Dalam sebuah rekaman tanya jawab, beliau mengupas seputar makna hadits ini:
Penanya: Terkait dengan wanita menanggalkan pakaiannya di tempat jual beli (yakni kamar ganti –pen), apakah padanya bisa diterapkan perkataan Nabi Shollallohu ‘Alaihi wa Sallam
أيما امرأة نزعت ثيابها
“Wanita mana saja yang menanggalkan …” Al-Hadits
Syaikh: Pertama, saya memahami dari hadits ini: penanggalan pakai keseluruhan, yakni dia telanjang …
Penanya: Ini tidak terjadi di toko, ini hanya terjadi di kamar mandi.
Syaikh: Tolong jangan potong pembicaraanku, saya belum menyelesaikannya.
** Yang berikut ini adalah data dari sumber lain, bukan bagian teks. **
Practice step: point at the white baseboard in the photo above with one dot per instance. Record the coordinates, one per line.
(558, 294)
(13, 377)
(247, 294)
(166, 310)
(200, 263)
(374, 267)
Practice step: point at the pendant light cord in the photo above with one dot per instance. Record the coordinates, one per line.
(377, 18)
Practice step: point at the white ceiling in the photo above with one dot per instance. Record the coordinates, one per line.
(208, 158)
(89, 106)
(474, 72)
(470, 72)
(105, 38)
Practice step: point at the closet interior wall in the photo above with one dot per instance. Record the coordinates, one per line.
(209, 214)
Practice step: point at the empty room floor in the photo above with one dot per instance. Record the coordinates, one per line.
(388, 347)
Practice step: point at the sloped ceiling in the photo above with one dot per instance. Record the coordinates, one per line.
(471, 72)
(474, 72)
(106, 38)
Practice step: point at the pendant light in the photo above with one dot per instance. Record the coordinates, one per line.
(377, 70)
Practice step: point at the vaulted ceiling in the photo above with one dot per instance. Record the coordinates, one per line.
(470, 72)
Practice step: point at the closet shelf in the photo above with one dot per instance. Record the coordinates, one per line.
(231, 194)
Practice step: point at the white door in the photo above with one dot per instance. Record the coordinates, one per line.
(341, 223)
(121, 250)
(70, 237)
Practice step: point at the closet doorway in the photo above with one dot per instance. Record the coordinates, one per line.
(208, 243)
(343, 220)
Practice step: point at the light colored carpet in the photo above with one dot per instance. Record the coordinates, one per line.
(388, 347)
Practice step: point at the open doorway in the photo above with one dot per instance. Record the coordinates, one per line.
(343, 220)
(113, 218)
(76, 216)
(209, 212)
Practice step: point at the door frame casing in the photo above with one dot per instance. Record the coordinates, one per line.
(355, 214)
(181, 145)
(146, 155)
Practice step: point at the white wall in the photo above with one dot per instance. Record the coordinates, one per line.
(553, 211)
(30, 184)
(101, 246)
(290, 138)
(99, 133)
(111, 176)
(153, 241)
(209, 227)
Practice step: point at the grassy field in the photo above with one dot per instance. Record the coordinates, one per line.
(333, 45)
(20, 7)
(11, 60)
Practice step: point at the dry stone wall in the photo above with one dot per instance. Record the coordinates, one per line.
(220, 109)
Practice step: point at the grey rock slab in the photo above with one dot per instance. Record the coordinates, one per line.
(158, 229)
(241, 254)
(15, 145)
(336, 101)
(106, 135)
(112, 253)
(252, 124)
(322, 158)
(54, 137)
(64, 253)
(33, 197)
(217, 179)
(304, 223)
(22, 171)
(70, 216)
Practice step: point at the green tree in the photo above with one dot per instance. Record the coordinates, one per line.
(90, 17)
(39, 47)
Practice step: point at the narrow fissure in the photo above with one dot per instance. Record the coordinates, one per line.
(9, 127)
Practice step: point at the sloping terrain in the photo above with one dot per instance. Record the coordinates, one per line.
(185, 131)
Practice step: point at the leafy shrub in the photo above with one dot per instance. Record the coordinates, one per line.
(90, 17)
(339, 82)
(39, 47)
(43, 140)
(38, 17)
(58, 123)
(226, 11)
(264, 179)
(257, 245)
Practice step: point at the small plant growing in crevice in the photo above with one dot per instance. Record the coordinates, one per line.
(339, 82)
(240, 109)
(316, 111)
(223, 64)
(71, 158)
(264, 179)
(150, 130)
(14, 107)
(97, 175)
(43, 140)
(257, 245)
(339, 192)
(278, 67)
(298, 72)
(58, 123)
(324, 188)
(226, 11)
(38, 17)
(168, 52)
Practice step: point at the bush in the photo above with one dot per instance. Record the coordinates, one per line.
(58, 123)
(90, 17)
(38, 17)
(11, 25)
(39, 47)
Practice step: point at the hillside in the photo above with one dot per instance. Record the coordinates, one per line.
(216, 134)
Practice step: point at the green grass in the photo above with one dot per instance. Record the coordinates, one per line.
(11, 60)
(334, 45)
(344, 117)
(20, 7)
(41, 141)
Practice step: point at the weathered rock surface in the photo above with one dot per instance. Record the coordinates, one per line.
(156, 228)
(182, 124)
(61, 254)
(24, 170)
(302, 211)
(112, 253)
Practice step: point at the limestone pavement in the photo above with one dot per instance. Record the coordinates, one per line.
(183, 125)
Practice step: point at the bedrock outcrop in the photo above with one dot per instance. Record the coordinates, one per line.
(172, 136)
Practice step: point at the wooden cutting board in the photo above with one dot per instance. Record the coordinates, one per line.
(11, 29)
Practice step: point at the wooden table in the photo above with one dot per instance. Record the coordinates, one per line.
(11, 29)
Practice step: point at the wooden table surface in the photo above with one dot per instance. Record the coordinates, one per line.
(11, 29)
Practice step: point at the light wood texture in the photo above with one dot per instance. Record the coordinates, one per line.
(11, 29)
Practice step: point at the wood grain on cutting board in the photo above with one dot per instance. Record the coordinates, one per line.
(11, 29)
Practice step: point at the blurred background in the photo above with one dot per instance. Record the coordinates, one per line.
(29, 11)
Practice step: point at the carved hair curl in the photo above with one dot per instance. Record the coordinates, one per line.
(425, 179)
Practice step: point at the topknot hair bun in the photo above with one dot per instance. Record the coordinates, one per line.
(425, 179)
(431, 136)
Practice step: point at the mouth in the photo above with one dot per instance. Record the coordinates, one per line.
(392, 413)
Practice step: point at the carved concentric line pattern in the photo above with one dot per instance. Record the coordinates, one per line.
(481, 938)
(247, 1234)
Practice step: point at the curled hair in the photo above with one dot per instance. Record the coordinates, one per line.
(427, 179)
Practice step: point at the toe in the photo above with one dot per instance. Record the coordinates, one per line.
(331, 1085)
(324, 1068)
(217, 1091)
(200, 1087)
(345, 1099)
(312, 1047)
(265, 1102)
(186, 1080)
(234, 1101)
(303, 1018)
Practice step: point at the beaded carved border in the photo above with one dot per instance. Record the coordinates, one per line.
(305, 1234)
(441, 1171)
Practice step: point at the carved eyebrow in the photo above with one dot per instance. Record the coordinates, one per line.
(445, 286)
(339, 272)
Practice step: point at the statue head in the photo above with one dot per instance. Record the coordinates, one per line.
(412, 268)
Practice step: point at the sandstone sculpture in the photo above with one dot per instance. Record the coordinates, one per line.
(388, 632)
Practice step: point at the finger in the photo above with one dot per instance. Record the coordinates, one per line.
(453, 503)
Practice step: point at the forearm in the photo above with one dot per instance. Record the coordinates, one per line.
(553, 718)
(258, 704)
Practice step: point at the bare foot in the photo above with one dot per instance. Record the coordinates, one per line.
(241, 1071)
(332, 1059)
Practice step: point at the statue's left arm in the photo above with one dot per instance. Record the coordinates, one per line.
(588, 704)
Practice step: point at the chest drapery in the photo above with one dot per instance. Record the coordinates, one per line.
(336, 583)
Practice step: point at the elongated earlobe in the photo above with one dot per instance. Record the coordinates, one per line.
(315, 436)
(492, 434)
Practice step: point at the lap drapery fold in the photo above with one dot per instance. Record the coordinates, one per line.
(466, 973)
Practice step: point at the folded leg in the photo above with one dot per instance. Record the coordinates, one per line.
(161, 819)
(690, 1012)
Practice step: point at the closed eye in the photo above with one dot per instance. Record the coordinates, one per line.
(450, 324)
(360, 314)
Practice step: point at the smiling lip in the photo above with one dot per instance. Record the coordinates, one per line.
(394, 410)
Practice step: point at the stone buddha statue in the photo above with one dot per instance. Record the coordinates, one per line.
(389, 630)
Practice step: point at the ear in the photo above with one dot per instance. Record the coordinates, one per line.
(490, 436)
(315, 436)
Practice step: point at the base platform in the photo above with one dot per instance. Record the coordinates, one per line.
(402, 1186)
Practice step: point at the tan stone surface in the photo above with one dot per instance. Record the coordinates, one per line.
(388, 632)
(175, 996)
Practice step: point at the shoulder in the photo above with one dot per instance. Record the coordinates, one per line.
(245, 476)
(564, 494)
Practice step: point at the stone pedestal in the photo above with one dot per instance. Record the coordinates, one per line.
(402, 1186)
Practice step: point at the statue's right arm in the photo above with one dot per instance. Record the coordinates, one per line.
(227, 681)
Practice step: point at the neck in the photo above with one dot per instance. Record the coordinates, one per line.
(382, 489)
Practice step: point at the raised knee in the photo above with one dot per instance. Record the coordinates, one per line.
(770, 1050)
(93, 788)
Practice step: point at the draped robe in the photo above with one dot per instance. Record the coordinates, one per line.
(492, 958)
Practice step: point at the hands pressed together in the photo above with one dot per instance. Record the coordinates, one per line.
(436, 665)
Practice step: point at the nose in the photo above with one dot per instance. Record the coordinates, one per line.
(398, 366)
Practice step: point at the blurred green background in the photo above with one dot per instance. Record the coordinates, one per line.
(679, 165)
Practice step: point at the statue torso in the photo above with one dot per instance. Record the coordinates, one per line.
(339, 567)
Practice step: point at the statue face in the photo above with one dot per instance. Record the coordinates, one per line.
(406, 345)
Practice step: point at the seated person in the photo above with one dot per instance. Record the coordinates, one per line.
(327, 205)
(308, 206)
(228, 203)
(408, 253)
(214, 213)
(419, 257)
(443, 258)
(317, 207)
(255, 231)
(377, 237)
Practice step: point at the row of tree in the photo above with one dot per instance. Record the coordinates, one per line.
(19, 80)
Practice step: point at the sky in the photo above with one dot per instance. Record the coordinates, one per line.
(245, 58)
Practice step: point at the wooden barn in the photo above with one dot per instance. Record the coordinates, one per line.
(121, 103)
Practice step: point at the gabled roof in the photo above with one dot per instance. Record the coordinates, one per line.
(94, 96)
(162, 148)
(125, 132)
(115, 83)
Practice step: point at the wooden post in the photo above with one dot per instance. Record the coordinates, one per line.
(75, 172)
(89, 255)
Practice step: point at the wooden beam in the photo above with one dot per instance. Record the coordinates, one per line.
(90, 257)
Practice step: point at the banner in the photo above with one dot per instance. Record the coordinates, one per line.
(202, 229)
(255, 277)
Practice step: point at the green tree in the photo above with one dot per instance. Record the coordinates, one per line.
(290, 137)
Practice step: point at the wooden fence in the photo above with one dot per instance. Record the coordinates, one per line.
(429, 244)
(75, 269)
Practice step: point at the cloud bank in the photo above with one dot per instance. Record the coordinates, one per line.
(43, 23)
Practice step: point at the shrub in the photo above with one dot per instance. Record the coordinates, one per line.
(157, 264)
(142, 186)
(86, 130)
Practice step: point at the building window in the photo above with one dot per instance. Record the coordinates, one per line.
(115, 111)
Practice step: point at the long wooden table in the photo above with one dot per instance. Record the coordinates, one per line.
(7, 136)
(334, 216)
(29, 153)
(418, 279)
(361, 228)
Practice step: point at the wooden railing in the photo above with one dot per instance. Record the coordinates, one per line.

Saya katakan: “Pertama”, itu artinya setelahnya ada yang kedua, bisa jadi juga ada yang ketiga –wallohu a’lam-.
Pertama: Hadits tersebut berlaku pada perempuan yang telanjang dari seluruh pakaiannya. Karena itulah hadits ini dijadikan dalil larangan masuknya perempuan ke dalam tempat mandi di luar rumahnya. Bersamaan dengan itu saya katakan: “Apabila seorang perempuan terpaksa untuk mandi di selain rumah keluarga dan mahramnya, maka ketika itu dia mesti melihat kepada keamanan untuk menutup pintu kejelekan. Karena hukum ini bukanlah murni perkara ta’abbudi –yaitu perkara yang tidak diketahui hikmah atau ‘illah (sebab yang yang membangun hukum)nya dalam larangan Rosululloh bagi perempuan untuk telanjang. Bahkan perkara ini ma’qulul ma’na (hikmah atau ‘illah hukumnya diketahui –pent), karena hal tersebut (yaitu telanjang –pent) bisa bisa membawa dia terfitnah pada perkara yang terkait dengan harga dirinya. Apabila ada mahram yang menjaganya jika ada yang ingin berbuat jelek kepadanya, maka ketika ini hilanglah larangan. Apabila ditemukan penghalang (hukum ini –pen) walaupun dengan jalan tanpa adanya mahram –seperti di sebuah rumah yang perempuan tersebut yakin tidak ada seorang lelaki pun disana- maka boleh baginya untuk mandi setelah dia mengambil langkah jaga-jaga agar tidak ada seorangpun dari perempuan yang melihat kepada auratnya. Nah, sekarang telah kita ketahui dalil beserta fikih (pemahaman)nya, sehingga memungkinkan kita sekarang untuk sampai langsung kepada jawaban.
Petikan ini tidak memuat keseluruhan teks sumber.